First, here are the key elements of good game design:

It’s inviting – New users should be able to quickly and intuitively pick it up without a lot of training or hand-holding.

It provides immediate feedback – If you pull off a trick move, you’re rewarded immediately with a satisfying thwack. If you flub it, you get a mouthful of battleaxe and an opportunity to try again.

It provides easily achievable goals, and gradually makes them more complex – Great games balance the learning curve from start to finish; always keeping you right at the edge of your abilities.

It provides the player with a clear sense of progress – Levels, abilities, flaming armor – you are constantly rewarded for your investment in the game.

Now for a challenge. I want you to think of a video game that you really love, or if you’re not into games, think of an incredibly popular game that you’re familiar with. I want you to play this game from the beginning, and try to identify how it applies these principles. How does it help you up the learning curve? How does it reward you for achievement? How does it raise the bar? How does it reflect your progress?

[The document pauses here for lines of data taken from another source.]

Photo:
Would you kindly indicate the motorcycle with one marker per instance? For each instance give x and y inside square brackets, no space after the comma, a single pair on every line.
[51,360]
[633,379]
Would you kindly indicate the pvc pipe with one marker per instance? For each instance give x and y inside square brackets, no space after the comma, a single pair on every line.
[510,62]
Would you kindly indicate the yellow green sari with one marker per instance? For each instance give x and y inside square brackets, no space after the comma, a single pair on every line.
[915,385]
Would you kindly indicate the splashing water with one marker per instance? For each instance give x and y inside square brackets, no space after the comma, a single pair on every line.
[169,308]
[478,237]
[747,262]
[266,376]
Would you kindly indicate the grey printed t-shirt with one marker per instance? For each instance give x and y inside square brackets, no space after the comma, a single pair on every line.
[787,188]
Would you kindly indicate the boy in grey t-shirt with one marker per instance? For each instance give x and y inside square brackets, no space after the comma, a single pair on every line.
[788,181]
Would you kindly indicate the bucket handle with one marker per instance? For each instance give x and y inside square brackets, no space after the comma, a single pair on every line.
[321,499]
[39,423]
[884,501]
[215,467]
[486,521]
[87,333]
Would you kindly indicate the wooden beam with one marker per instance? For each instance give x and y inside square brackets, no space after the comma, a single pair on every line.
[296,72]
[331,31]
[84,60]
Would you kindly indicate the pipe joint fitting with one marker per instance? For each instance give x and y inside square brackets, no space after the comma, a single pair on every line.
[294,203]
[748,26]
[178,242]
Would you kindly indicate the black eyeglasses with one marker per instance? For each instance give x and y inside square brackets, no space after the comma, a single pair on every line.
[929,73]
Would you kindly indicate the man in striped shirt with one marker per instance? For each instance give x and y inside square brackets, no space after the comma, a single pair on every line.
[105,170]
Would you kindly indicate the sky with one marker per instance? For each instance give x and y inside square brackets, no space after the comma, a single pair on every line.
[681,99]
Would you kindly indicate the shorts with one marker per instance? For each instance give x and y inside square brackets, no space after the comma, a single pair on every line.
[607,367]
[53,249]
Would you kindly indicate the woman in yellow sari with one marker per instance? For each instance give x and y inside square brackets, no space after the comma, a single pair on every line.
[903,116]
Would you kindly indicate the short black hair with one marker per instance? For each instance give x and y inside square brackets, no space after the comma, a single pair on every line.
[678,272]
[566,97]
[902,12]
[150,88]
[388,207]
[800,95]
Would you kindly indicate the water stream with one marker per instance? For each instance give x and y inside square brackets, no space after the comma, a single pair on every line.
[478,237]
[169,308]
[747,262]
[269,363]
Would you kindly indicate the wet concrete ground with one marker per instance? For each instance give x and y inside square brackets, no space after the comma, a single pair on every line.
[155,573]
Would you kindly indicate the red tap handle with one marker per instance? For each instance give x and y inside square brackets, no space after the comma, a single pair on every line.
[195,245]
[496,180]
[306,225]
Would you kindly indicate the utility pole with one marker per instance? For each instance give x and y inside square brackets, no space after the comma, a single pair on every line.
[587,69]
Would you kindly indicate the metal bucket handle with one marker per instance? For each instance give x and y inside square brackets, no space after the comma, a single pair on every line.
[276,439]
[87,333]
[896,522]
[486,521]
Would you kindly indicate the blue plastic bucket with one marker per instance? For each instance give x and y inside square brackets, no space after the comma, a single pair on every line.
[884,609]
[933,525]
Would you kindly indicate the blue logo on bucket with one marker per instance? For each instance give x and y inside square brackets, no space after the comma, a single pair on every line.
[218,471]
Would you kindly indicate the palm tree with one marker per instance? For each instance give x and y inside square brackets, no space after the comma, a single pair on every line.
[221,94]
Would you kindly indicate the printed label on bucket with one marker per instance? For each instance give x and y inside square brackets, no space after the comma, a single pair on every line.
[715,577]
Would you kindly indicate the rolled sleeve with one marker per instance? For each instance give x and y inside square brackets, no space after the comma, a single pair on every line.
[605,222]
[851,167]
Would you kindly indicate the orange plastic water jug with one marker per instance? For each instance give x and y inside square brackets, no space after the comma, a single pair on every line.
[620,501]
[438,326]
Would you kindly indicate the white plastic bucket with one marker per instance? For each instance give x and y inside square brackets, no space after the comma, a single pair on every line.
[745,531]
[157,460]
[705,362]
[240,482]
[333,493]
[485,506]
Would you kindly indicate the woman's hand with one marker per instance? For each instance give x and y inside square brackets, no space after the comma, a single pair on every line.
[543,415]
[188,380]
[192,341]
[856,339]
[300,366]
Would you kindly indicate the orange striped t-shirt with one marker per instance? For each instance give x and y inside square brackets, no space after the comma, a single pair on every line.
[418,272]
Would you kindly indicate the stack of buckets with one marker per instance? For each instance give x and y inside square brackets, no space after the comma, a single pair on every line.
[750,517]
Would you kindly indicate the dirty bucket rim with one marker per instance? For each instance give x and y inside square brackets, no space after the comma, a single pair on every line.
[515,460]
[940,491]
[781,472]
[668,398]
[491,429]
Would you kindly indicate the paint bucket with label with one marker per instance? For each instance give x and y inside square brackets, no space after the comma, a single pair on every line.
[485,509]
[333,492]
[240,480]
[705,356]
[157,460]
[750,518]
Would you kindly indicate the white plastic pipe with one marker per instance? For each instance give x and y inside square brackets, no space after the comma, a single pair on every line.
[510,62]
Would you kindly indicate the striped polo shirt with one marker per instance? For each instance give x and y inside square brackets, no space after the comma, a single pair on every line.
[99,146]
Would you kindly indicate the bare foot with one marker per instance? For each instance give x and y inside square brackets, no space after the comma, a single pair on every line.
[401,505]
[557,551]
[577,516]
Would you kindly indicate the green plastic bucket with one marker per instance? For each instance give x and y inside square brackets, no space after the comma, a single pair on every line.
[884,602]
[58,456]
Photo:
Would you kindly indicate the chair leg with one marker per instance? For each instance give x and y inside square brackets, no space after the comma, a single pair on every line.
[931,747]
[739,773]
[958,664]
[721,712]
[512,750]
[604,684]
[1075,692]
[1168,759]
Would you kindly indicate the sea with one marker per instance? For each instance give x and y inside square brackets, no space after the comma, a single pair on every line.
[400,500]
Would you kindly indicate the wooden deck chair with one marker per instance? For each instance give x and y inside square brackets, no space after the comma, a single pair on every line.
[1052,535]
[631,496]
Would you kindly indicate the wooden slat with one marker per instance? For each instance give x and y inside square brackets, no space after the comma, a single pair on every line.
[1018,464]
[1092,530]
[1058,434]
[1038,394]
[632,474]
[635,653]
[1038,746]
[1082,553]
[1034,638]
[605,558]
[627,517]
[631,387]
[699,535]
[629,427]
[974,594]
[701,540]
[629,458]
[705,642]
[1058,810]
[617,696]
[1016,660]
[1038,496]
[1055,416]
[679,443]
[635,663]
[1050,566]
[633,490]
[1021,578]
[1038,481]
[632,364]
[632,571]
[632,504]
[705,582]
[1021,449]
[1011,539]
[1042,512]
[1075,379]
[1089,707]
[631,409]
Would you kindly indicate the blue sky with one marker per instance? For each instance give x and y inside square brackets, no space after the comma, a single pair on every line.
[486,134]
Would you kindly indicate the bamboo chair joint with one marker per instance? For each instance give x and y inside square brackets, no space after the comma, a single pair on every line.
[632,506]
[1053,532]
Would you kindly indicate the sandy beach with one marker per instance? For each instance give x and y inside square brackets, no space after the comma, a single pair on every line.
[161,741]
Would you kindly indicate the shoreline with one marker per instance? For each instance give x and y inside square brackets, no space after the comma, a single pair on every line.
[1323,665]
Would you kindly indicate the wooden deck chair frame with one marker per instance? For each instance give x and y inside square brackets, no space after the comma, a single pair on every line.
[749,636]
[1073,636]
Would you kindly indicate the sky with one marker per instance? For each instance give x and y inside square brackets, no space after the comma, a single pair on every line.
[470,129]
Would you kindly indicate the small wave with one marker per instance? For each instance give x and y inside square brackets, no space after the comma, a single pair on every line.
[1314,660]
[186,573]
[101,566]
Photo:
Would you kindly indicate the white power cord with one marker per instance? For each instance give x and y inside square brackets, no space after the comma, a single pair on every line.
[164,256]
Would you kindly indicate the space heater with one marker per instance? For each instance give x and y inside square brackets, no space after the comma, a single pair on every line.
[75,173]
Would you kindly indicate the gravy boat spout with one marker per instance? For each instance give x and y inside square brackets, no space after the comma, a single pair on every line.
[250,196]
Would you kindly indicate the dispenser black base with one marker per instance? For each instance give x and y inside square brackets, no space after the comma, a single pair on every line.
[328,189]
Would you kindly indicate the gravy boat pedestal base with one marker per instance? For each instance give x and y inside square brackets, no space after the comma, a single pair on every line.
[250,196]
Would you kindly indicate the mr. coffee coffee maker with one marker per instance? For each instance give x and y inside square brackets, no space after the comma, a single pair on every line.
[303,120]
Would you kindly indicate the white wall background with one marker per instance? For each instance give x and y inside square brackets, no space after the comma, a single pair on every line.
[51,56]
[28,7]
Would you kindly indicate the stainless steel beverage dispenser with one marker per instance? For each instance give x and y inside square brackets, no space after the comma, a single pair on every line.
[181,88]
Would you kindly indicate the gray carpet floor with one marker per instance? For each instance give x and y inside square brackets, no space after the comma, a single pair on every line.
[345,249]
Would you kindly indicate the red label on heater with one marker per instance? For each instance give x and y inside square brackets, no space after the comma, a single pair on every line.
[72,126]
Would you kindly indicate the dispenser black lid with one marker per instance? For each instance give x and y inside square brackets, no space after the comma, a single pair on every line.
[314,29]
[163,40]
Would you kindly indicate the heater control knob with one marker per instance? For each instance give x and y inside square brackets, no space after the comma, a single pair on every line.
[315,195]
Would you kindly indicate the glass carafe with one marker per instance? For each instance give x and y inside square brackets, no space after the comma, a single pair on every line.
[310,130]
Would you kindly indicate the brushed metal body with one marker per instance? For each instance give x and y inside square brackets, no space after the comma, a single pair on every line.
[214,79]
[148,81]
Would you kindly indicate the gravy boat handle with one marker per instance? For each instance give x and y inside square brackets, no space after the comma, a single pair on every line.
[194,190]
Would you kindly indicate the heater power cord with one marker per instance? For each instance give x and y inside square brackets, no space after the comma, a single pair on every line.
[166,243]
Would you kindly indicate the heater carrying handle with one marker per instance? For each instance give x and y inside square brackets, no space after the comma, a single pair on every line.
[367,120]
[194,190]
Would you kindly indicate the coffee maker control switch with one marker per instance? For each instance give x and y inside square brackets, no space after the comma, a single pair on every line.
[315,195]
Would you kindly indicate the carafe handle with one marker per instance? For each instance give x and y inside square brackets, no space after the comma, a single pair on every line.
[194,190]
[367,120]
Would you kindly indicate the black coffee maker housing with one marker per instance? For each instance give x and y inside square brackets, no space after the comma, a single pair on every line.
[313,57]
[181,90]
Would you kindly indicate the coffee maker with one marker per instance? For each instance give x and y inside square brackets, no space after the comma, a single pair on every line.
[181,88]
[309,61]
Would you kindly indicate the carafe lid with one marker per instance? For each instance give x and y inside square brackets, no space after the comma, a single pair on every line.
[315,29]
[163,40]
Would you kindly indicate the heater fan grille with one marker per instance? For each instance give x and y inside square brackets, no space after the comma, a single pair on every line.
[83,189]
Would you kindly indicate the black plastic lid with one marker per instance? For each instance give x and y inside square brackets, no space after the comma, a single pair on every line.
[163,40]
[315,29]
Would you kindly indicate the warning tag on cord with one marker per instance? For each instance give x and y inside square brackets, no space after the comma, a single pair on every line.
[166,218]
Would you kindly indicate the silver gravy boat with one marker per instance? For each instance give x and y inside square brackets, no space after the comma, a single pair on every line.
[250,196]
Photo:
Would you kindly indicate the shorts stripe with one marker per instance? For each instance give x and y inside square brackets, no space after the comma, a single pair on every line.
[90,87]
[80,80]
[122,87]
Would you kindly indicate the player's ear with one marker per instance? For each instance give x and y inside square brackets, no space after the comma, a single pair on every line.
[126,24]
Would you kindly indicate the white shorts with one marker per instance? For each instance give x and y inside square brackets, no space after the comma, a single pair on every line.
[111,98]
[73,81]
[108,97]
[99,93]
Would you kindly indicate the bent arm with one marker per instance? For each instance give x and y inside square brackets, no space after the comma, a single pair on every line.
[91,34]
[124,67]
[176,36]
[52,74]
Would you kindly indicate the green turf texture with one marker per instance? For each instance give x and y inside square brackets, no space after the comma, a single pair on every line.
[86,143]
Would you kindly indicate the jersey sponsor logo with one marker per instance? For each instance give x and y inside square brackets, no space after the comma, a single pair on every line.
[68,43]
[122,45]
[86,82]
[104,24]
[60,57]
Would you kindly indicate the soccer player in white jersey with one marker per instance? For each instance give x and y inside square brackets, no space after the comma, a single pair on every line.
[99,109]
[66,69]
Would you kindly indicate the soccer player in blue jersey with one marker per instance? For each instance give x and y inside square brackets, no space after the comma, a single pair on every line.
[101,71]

With that in mind, let’s talk about how you can apply game design principles to your product.

Applying Game Design Principles to Your Product

Here are some key principles you should leverage to create an engaging and rewarding product experience:
Evolve the experience – Understand the level of context and skill your user has at every stage, and introduce new features and functionality to them at the time that they are ready for it. Don’t throw a new user into an advanced mode with dozens of options. Start off with an easy and rewarding flow, and allow them to unlock more advanced functionality.
Create a core loop – Your workflows should begin with a goal, take them through a set of teachable actions, finish with a reward for completing the goal, and an incentive to do it again.
Challenge them – By this, I don’t mean to intentionally make their experience harder. I mean present them with an explicit goal and tease them with a reward at the end. When they accomplish that goal, present a new, more advanced goal that comes with a greater reward.
Instill a sense of ownership – It’s a common psychological trope that if you give someone a thing, they will assign it more value than if you asked them to buy it. Once they feel ownership of something, they won’t want to part with it. Think about your Spotify playlists, your audiobooks on Audible, or your level 100 warlock in World of Warcraft. Create digital assets that they can invest time into creating and customizing, that will disappear if they quit, and they will be less likely to switch to a competitor.
Create a community – Games are just more fun to play with friends. Products are the same. Now, don’t just tack on a meaningless share button. Create an experience that is inherently better when shared with other people. Uploading your photos to a backup site is certainly valuable, but sharing photos with friends and relatives is something else altogether.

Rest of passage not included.